12 Nov 2008 in Highland, Music

Empire Theatre, Eden Court, 7 November 2008

Renate Arends, Wendy Dawn Thompson and Rebecca Bottone in The Secret Marriage

TODAY Domenico Cimarosa is one of opera’s best kept secrets, though in the late 18th century he far outshone his contemporary Mozart. He had already composed over 50 successful, mostly comic, operas when The Secret Marriage (Il matrimonio segreto) premiered to the Austrian court in February 1792, only two months’ after the pauper’s death of Wolfgang Amadeus. It was such a hit that the Emperor commanded the company to dine with him and repeat the whole show in his private apartments.

Scottish Opera’s premiere production of this work is complete entertainment from the moment the curtain goes up on the gloriously chic 1950s-style costumes worn by Carolina (Rebecca Bottone), her elder sister Elisetta (Renate Arends) and their aunt Fidalma (Wendy Dawn Thompson).

Straight out of the pages of Vogue, they stride and strut, pose and swirl like catwalk models, in and out of doors and up and down the staircase that dominates Tom Rogers’ supremely elegant set. The cast shared the light touch essential for comic acting, all their voices were beautifully balanced, while Bottone’s coloratura runs were a particular pleasure.

The libretto of Cimarosa’s opera is based on The Clandestine Marriage, by English actor/manager David Garrick. Donald Pippin’s retranslation from the Italian contains some nicely judged, and in some cases positively treasurable, lines, often with a very Gilbert & Sullivan feel. Some examples for your delectation, ladies and gentlemen…

“Thoroughly rotten, better forgotten
This is the man I want her to wed”

“The bottle that I’ve got’ll
put him back upon his feet”

“Would you want to be deflowered
By a bully and a coward?”

…and there’s much, much more where that came from.

The elaborate plot revolves about a farcical array of misunderstandings, as the noble suitor to whom Geronimo is offering Elisetta falls for her younger sister Carolina, who is already married, unbeknownst to anyone, to the family butler Paulino – with whom their aunt Fidalma is besotted.

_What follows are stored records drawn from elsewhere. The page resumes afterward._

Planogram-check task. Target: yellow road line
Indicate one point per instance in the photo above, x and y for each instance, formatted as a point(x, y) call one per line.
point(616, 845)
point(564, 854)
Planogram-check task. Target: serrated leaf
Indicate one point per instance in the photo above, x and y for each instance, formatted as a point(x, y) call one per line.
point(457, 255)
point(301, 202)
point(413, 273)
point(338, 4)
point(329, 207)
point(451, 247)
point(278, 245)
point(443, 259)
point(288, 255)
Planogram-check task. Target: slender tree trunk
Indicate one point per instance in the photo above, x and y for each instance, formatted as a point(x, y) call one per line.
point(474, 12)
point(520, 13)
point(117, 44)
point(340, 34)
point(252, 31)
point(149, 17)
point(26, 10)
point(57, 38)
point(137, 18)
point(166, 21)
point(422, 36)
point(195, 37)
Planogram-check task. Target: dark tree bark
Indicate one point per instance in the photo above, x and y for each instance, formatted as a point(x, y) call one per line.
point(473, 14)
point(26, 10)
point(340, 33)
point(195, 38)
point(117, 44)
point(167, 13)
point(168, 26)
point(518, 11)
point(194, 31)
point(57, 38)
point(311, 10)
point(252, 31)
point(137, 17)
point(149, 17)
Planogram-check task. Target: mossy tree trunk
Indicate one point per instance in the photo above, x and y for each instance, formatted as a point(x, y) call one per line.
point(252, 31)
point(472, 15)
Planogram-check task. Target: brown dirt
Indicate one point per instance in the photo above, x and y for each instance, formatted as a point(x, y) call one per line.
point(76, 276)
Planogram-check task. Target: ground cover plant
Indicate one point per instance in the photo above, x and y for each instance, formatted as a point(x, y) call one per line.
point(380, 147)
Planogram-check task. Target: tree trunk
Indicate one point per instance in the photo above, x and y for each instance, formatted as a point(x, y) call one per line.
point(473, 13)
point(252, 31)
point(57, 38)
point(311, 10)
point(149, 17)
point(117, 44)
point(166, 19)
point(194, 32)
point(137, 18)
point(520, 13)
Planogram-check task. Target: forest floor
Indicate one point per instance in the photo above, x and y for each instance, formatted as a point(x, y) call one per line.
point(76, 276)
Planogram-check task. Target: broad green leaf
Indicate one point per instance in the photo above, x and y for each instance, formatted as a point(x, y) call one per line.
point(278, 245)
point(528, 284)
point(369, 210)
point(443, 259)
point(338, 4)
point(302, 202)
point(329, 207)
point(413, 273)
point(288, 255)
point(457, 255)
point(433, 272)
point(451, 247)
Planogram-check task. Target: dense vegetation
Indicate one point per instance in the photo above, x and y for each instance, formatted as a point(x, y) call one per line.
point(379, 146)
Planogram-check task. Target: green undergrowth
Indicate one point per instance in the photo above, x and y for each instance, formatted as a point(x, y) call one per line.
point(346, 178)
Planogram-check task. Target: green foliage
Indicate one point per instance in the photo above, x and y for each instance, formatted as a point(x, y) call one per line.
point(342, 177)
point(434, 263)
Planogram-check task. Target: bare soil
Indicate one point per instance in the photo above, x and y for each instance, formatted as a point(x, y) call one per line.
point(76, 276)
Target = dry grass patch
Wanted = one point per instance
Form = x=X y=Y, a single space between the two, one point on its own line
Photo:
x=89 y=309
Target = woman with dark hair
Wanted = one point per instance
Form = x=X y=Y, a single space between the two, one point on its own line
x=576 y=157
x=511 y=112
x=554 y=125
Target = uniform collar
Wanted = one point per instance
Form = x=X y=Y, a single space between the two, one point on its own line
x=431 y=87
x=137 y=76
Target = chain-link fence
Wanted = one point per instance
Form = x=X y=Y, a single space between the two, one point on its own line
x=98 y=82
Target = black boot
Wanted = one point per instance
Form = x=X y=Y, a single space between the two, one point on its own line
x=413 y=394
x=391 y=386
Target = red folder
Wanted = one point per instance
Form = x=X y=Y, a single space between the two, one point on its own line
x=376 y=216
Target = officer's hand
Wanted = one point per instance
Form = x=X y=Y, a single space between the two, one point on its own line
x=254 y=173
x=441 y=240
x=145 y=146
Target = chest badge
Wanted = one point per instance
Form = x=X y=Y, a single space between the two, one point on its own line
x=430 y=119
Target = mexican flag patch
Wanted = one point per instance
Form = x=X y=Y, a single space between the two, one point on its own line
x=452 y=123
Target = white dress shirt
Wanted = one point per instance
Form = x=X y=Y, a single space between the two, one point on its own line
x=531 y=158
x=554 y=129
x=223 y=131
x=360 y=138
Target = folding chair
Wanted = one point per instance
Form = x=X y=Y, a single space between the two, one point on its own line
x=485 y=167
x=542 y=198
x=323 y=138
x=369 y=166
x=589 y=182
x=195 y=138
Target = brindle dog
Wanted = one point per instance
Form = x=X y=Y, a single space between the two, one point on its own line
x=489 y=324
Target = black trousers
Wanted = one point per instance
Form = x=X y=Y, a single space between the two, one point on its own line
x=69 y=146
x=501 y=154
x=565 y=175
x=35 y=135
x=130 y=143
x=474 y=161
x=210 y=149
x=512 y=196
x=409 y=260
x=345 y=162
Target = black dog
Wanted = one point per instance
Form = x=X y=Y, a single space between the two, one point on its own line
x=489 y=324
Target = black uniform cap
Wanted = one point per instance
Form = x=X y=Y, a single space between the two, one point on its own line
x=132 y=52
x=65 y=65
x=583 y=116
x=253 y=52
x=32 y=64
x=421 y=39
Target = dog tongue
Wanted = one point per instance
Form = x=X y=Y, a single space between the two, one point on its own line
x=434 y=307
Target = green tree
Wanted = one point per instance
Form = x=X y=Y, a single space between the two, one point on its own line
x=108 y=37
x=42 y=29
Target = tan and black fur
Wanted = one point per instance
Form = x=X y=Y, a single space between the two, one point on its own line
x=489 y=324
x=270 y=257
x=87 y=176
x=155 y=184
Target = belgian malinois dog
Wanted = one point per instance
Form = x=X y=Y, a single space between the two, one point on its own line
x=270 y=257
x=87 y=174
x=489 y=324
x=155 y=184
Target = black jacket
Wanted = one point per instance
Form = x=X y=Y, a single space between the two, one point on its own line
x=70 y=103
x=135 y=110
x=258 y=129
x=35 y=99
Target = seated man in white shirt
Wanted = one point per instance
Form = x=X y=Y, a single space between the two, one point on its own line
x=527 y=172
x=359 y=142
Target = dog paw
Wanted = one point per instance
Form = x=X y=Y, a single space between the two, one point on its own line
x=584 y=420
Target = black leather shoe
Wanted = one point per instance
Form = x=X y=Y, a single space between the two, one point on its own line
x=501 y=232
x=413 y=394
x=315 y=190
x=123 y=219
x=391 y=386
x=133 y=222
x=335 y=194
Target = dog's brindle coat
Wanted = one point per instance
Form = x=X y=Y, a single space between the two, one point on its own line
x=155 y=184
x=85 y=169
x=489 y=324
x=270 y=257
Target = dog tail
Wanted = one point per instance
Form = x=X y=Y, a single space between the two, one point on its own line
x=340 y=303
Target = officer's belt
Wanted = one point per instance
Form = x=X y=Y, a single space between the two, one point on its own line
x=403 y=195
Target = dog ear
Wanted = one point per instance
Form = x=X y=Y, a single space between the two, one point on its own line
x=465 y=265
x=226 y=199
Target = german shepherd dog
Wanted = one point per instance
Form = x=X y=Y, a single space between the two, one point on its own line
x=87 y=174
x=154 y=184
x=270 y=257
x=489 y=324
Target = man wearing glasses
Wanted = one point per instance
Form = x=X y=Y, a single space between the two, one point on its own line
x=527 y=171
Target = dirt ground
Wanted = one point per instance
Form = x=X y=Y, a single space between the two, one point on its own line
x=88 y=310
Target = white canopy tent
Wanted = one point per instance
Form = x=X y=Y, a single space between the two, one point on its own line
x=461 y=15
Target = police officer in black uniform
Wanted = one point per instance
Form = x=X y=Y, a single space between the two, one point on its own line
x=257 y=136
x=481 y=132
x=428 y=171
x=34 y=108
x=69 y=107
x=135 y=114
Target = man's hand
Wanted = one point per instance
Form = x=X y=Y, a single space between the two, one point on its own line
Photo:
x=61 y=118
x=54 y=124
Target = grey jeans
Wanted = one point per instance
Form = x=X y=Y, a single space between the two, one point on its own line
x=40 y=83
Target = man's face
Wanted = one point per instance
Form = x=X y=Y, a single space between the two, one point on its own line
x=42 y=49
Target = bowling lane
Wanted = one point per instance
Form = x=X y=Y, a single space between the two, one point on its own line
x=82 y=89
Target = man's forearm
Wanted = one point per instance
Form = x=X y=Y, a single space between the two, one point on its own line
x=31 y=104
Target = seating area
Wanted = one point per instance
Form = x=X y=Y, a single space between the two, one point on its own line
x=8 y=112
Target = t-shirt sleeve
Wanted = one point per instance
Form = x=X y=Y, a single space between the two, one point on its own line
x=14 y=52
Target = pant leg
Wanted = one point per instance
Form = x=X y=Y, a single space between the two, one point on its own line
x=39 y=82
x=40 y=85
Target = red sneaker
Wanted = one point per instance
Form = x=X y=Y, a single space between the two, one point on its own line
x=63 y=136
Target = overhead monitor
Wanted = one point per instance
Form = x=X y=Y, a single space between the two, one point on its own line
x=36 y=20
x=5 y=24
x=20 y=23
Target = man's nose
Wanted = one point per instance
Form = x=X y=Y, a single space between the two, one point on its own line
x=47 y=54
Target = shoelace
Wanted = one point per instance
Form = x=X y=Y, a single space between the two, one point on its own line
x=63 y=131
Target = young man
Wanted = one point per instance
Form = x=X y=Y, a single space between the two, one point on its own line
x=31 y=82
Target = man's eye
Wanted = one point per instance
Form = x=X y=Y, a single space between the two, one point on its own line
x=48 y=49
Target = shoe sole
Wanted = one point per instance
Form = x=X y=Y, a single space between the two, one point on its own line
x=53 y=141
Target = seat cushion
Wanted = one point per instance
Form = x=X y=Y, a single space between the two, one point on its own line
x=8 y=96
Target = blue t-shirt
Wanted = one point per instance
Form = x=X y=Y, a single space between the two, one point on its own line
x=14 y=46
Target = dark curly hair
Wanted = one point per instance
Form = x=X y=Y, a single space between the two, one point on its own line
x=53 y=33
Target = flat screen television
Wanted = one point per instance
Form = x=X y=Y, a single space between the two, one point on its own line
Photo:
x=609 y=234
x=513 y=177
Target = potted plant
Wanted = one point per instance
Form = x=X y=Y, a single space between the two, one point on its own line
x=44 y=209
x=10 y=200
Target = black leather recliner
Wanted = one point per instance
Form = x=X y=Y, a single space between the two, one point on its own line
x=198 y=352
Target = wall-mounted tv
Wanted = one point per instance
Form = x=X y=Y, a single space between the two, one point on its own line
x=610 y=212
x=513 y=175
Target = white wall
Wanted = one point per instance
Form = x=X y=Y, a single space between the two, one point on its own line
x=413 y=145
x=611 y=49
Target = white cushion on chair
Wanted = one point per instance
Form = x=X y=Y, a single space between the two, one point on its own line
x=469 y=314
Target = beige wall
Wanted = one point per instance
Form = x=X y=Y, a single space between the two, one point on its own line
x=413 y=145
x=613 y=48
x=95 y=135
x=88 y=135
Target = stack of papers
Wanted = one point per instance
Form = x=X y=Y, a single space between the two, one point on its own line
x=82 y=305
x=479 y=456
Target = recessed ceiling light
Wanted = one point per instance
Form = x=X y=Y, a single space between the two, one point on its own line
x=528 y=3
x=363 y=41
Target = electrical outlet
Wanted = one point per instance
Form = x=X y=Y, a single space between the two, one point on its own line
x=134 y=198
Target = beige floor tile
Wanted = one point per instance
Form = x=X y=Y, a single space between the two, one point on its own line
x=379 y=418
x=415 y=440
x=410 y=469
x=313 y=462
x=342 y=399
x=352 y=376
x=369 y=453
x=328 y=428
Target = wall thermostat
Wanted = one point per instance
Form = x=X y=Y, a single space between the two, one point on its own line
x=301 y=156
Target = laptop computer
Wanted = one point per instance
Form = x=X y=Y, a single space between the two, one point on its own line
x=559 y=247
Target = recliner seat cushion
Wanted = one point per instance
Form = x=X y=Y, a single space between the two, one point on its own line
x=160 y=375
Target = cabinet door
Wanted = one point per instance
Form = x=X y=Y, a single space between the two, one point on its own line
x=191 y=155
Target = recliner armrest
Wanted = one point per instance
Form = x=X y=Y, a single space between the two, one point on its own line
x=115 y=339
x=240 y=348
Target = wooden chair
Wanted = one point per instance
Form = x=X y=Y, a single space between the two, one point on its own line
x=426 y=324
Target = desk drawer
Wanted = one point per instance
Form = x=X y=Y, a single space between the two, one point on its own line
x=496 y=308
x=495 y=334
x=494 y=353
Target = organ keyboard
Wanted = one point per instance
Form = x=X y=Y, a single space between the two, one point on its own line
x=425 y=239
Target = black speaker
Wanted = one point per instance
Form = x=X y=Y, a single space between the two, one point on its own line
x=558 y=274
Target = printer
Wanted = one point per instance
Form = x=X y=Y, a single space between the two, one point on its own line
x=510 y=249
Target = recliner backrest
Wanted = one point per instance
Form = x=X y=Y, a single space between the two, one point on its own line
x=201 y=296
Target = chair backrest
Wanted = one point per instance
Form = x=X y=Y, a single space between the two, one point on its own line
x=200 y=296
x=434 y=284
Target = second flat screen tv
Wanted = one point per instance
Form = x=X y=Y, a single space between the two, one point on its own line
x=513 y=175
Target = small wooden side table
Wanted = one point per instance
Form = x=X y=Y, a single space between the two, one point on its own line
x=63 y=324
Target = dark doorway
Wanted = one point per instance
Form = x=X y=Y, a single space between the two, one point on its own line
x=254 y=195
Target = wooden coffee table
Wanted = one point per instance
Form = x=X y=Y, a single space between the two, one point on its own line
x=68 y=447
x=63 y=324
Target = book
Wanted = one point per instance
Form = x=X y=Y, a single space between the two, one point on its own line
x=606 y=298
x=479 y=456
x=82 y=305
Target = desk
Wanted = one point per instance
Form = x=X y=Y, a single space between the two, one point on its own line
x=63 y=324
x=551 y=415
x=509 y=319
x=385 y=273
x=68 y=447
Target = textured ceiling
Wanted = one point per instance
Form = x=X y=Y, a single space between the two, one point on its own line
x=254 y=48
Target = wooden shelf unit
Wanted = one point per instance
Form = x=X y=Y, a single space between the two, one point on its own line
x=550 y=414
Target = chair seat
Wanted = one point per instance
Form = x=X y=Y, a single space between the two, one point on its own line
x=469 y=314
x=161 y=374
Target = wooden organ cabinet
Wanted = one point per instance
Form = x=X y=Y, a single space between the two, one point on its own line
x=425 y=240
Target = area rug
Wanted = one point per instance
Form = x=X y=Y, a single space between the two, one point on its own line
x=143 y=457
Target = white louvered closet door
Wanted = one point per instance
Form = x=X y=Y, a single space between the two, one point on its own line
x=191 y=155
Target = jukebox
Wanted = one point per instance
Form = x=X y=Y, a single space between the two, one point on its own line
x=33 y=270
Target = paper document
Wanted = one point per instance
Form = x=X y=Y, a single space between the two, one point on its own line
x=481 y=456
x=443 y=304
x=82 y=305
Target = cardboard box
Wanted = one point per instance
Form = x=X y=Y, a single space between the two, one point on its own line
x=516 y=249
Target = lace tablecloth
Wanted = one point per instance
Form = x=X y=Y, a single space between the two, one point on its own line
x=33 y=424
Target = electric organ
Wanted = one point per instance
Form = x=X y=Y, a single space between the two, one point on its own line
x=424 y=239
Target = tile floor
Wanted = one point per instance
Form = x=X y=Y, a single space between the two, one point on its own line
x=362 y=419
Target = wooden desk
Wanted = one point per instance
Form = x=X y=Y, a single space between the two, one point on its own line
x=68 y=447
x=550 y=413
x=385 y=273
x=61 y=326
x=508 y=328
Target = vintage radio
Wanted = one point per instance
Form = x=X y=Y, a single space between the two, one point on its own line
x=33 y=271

Transposing the action from the 1790s to the 1950s works surprisingly well, the marriage customs of the debutantes and their ‘delights’ having many parallels with the arranged marriages of bygone times. When the secretly married couple prepare to run away together in Carolina’s bedroom, her four poster bed is decorated with James Dean pinups while she and Paulino are now dead ringers for Sandy and Danny in Grease, just one more spot-on detail in a production that is delightful, delicious and delovely from beginning to end.